David Crystal dalam bukunya The Cambridge Encylopedia of Language mencantumkan 100 bahasa pijin dan kreol di dunia ini berdasarkan investigasi Hancock (1971). Diantara 100 pijin dan kreol tersebut, bazaar malay atau Bahasa Melayu Pasar lah yang dianggap sebagai bahasa pijin (1992: 339). Bahasa tersebut memang digunakan secara luas di malaysia dan Indonesia, akan tetapi yang perlu digarisbawahi adalah bahwa Bahasa Indonesia yang telah distandarisasikan saat ini diambil bukan dari Bahasa Melayu Pasar, akan tetapi Bahasa Melayu Riau (Collins. 1980: 4-5).
Maka telah jelas bahwa Bahasa Indonesia bukanlah bahasa pijin apalagi kreol berdasarkan penjelasan singkat diatas.
Kesimpulan
Makalah ini diarahkan untuk membahas bahasa pijin dan kreol dari perspektif teori serta relevansinya dengan Bahasa Indonesia. Dan sesuai dengan deskripsi teoritik diatas, dapat disimpulkan bahwa;
Pijin merupakan sebuah fenomena kebahasaan yang timbul akibat dari konsekuensi alamiah percampuran manusia dengan latar belakang bahasa yang berbeda. Sehingga mereka membutuhkan auxilary language atau bahasa bantu untuk memudahkan mereka dalam berkomunikasi. Dengan kata lain bahasa pijin muncul dari kebutuhan orang-orang yang berbeda bahasa untuk memiliki bahasa persatuan yang saling dipahami satu sama lain. Bahasa pijin berupa simplifikasi dari bahasa-bahasa masyarakat multilingual yang mengadakan kontak bahasa.
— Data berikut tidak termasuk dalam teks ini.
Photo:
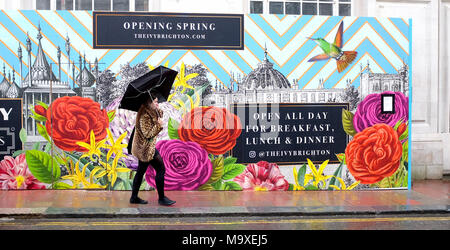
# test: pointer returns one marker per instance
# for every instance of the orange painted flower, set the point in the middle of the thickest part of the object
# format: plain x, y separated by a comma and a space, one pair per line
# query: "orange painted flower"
215, 129
374, 154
Sedangkan kreol merupakan bahasa pijin yang telah dijadikan sebagai bahasa ibu. Dengan kata lain, kreol adalah bahasa normal sebagaimana bahasa-bahasa lain, maka kreol memiliki penutur asli tetapi tidak serupa dengan bahasa-bahasa standar lain. Bahasa kreol ialah kebalikan dari pijin. Jika pijin adalah penyederhanaan bahasa maka kreol adalah pengembangan, elaborasi, dan perluasan bahasa.
Untuk menyimpulkan apakah Bahasa Indonesia termasuk bahasa pijin atau kreol, perlu kiranya menyertakan penelusuran sejarah Bahasa Melayu, karena seperti dinyatakan oleh beberapa ahli bahasa dan sejarah bahwa penetapan Bahasa Melayu sebagai bahasa nasional sebenarnya hanya sebuah formalitas saja sebab sejak lama bahasa tersebut menjadi bahasa pergaulan dan bahasa penghubung antar etnis utamanya dibidang perdagangan.
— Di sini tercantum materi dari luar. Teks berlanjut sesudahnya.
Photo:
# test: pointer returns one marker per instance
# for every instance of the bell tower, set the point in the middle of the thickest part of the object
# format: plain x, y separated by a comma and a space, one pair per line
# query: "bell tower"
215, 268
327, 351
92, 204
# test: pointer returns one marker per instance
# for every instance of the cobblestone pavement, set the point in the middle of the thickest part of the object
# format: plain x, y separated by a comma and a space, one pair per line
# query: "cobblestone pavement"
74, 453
Itu berarti bahwa kita harus melihat dari manakah Bahasa Indonesia diambil. Menurut Collins, Bahasa Indonesia diambil dari Bahasa Melayu Riau sedangkan yang masuk dalam catatan ilmiah Hancock (1971) yang dikutip oleh David Crystal dalam bukunya The Cambridge Encylopedia of Language, bazaar malay atau Bahasa Melayu Pasar lah yang dianggap sebagai bahasa pijin.
Meski untuk menjawab sebuah pernyataan ilmiah tentang apakah Bahasa Indonesia merupakan bahasa pijin atau kreol, atau bukan keduanya, tidak hanya didasarkan pada pendapat seorang ahli bahasa melainkan juga investigas ilmiah dengan bukti-bukti otentik aspek-aspek kebahasaan. Hal tersebut dilakukan.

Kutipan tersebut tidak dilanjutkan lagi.